WavePacket: A Matlab package for numerical quantum dynamics. II: Open quantum systems, optimal control, and model reduction

TL;DR

WavePacket is a versatile open-source Matlab package for simulating quantum dynamics, now extended to include open systems, optimal control, and model reduction techniques, supporting advanced research and educational needs in quantum physics and chemistry.

Contribution

This paper introduces new features in WavePacket for modeling open quantum systems, implementing optimal control algorithms, and applying model reduction methods, enhancing its capabilities beyond previous versions.

Findings

Successfully models open quantum systems with dissipation and dephasing.

Implements rapid monotonic convergence methods for quantum control.
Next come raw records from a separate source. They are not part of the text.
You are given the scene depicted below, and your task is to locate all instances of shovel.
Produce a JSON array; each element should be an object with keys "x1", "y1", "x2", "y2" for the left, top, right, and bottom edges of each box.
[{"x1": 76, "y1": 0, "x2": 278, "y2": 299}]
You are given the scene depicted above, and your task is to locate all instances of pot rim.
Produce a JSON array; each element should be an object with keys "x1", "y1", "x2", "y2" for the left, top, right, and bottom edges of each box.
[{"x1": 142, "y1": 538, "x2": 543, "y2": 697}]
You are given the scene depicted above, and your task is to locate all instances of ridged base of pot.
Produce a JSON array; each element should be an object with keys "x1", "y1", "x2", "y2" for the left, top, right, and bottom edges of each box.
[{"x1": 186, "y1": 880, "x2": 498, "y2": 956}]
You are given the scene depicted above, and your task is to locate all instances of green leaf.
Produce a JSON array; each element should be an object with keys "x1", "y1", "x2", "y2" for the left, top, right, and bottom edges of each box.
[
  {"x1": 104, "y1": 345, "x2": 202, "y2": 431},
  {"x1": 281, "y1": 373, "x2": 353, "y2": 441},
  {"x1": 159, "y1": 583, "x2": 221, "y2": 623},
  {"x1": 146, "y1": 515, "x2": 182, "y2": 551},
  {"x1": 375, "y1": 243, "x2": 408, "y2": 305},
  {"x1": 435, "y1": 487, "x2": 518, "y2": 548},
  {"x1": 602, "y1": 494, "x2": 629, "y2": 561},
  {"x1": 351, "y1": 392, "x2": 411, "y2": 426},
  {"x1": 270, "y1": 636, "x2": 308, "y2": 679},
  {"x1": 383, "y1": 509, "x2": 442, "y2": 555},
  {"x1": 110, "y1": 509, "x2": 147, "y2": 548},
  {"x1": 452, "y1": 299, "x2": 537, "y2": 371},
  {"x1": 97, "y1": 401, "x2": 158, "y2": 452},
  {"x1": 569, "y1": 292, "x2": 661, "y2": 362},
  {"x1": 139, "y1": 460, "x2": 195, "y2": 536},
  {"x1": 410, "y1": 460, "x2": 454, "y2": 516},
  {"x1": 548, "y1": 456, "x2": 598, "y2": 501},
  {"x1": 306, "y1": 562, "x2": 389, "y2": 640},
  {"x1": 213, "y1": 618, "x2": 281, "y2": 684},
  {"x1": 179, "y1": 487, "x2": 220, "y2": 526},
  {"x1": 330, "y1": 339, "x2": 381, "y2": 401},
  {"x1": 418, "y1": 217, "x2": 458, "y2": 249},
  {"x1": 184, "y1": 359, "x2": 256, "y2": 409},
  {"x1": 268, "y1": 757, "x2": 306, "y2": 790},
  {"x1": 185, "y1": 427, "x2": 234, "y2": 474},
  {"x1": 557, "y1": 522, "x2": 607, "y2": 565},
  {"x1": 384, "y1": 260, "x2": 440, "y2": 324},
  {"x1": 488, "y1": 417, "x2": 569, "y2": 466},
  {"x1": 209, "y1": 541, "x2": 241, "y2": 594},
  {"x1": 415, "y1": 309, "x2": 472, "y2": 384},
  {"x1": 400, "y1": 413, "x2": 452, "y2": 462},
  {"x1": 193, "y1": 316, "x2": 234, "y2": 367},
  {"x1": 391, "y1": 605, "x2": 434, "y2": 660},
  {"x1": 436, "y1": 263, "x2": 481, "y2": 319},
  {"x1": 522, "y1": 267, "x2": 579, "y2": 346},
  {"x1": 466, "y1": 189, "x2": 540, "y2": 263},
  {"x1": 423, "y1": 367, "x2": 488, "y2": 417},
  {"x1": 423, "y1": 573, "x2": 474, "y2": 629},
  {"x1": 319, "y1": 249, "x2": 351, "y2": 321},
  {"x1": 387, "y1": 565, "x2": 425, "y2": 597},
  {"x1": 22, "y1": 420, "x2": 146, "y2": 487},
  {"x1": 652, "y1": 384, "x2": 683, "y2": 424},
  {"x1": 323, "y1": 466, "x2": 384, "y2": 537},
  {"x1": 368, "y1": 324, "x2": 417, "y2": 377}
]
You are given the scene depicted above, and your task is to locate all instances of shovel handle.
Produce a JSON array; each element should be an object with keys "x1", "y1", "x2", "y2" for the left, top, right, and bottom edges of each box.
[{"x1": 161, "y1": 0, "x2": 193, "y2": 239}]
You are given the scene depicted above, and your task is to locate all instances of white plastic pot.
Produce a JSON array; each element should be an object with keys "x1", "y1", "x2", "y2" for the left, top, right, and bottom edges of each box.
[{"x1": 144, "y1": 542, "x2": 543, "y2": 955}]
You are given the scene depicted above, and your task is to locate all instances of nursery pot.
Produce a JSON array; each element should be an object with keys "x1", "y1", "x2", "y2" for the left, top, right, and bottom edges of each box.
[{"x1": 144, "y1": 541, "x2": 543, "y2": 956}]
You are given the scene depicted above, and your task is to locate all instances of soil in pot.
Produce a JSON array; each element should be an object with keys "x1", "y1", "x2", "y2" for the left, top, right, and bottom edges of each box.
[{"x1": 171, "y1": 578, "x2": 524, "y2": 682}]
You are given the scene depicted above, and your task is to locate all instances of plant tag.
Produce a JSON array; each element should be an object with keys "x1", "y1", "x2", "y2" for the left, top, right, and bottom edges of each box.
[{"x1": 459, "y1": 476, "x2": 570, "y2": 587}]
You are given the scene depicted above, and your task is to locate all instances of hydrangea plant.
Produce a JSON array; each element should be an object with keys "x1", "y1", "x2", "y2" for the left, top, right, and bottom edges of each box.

Demonstrates effective dimension reduction using controllability/observability and H2-optimal techniques.

Abstract

WavePacket is an open-source program package for numeric simulations in quantum dynamics. It can solve time-independent or time-dependent linear Schr\"odinger and Liouville-von Neumann-equations in one or more dimensions. Also coupled equations can be treated, which allows, e.g., to simulate molecular quantum dynamics beyond the Born-Oppenheimer approximation. Optionally accounting for the interaction with external electric fields within the semi-classical dipole approximation, WavePacket can be used to simulate experiments involving tailored light pulses in photo-induced physics or chemistry. Being highly versatile and offering visualization of quantum dynamics 'on the fly', WavePacket is well suited for teaching or research projects in atomic, molecular and optical physics as well as in physical or theoretical chemistry. Building on the previous Part I which dealt with closed quantum systems and discrete variable representations, the present Part II focuses on the dynamics of open quantum systems, with Lindblad operators modeling dissipation and dephasing. This part also describes the WavePacket function for optimal control of quantum dynamics, building on rapid monotonically convergent iteration methods. Furthermore, two different approaches to dimension reduction implemented in WavePacket are documented here. In the first one, a balancing transformation based on the concepts of controllability and observability Gramians is used to identify states that are neither well controllable nor well observable. Those states are either truncated or averaged out. In the other approach, the H2-error for a given reduced dimensionality is minimized by H2 optimal model reduction techniques, utilizing a bilinear iterative rational Krylov algorithm.